Yeah, my original intent with git-subtree was to one day submit it as
basically a single patch against git.  That's why I have some slightly
suspicious commit messages in there (though in my defense, I think
*most* of the commit messages are quite sensible :)).

> After looking at the history of subtree branch there, however, I agree
> that it would not help anybody to have its history in my tree with log
> messages like these (excerpt from shortlog output):
> [...]
>      Docs: when pushing to github, the repo path needs to end in .git
> [...]

That commit message in particular I thought was perfectly fine; it's
specifically a fix to the git-subtree docs to clarify a question from
an actual user.

Overall I agree that there's little benefit in preserving the history,
at least as far as I can see, *except* that some code changes were
submitted by people other than me and squashing those changes might
conceivably cause licensing confusion down the road.  It's probably a
fairly quick exercise with git-filter-branch to get rid of the more
egregious commit message problems, if that's what we want to do.  (In
particular, just expurgating the entire 'todo' file from the history
probably makes plenty of sense.)

There's no value I can see in being able to do future merges from
outside the tree, so a filter-branch or rebase before merging should
be pretty harmless.

> The total amount of change does not look too bad, either:
>
>    $ git diff --stat master...origin/subtree
>     contrib/subtree/.gitignore         |    5 +
>     contrib/subtree/COPYING            |  339 +++++++++++++++++
>     contrib/subtree/Makefile           |   45 +++
>     contrib/subtree/README             |    8 +
>     contrib/subtree/git-subtree.sh     |  712 ++++++++++++++++++++++++++++++++++++
>     contrib/subtree/git-subtree.txt    |  366 ++++++++++++++++++
>     contrib/subtree/t/Makefile         |   71 ++++
>     contrib/subtree/t/t7900-subtree.sh |  508 +++++++++++++++++++++++++
>     contrib/subtree/todo               |   50 +++
>     t/test-lib.sh                      |   11 +-
>     10 files changed, 2114 insertions(+), 1 deletion(-)
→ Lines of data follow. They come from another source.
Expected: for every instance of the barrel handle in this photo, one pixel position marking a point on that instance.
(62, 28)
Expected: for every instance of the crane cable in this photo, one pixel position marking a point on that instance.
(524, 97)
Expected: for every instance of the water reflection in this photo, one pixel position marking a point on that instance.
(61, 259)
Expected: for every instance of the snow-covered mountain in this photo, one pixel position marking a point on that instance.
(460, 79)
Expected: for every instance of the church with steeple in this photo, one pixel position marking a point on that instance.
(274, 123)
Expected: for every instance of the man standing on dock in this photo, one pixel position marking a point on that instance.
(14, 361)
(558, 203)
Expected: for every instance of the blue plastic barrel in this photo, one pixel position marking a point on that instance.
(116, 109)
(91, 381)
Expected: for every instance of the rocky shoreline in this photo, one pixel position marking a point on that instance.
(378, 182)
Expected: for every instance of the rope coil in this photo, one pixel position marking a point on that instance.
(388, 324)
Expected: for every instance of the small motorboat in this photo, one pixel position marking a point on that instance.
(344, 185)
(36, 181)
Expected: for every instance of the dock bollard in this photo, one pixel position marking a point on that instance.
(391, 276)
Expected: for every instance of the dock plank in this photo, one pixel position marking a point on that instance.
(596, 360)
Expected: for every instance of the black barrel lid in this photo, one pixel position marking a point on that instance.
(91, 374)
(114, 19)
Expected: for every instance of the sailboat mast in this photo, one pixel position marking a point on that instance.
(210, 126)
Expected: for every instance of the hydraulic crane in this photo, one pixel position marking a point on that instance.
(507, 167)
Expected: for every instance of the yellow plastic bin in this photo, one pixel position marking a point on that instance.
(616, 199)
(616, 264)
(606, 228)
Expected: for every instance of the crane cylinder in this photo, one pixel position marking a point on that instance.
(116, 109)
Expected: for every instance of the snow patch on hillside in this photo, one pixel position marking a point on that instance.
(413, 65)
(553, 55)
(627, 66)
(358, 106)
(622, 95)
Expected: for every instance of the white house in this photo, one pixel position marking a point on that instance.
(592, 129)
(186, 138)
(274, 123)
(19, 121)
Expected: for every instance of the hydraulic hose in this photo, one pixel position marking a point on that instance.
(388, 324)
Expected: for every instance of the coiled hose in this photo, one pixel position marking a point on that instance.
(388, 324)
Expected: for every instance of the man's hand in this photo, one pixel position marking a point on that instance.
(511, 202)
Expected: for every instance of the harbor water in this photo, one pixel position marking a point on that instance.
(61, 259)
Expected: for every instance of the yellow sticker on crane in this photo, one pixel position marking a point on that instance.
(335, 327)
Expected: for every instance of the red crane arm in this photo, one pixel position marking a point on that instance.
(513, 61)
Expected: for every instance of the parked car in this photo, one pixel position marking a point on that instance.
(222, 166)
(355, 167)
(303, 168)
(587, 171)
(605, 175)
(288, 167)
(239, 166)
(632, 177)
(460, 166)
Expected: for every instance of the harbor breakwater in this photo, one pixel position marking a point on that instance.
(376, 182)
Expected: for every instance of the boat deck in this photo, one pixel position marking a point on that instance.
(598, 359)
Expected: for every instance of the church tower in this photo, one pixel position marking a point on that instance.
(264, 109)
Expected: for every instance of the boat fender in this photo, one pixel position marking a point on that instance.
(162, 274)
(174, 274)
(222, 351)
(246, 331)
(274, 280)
Note that COPYING, .gitignore, Makefile, t/Makefile, todo, and README
should probably be ditched if it weren't going into contrib.  The
interesting files are git-subtree.{sh,txt} and t7900-subtree.sh.

> I haven't looked at the script fully, but it has an issue
> from its first line, which is marked with "#!/bin/bash".  It is unclear if
> it is infested by bash-isms beyond repair (in which case "#!/bin/bash" is
> fine), or it was written portably but was marked with "#!/bin/bash" just
> by inertia.

I'm generally pretty careful to avoid bashisms, but since my /bin/sh
is bash, I usually mark scripts with /bin/bash just to be safe until
someone has actually verified them with a non-bash shell.  I expect
few if any problems with that part.

> A patch that corresponds to the above diffstat immediately
> shows many style issues including trailing eye-sore whitespaces.
>
> It seems that it is even capable of installing from contrib/subtree, so
> keeping it in contrib/ while many issues it may have gets fixed would not
> hurt the original goal of giving the script more visibility.

Personally, I would prefer to just iterate the patch a few times to
correct the coding style problems you see, rather than merging into
contrib where it might be forgotten rather than fixed.  As Peff
alluded, people who want to install it separately from git already
can; if we're going to merge it into git, let's do it right.